少し遅れて来た彼は、細身のスーツを身にまとい『ごめん』と謝って私の目の前に座った。
最初にあった時は、緊張していたし、顔なんかよく見ていなかった。
次にあった時は、薄暗かったし、気分的にも相手の顔をよく見るなんて、余裕は全くなかった。

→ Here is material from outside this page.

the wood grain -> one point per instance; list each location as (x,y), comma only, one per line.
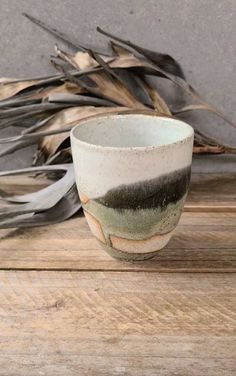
(96,323)
(68,308)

決して派手じゃない、あくまでシンプルな明るいグレーの布地。
まっすぐ、正面から見ると、すごく上品な印象を受ける。
流行を取り入れ、お洒落に気を使っているのも分かる。
淡いブルーのシャツと同系色のネクタイ。
目元も涼しげで、こんな素敵な人がどうして一人でいるのか分からない。
何もかもよく行き届いた人だなと感心する。
本当にバランスがよくて、つい見入ってしまう。
こんなに完璧な人っていないのに。
彼は、黒のビジネスバッグを脇に置いた。
明るい和室のお店で、くつろいで畳に腰を下ろした。
さっと上着を脱いで、すっきりとした上半身が見えた。
テーブルの下で、すらっと長い足が胡坐をかいてるのが分かる。
あんまり見過ぎると、失礼か。
「お呼びだてしてすみません」
「いいよ。そんなの。それより、俺の服装チェックは合格かな?」
「すみません。素敵だなと思って見入ってしまいました」
そう言って、笑ってくれた顔も爽やかだ。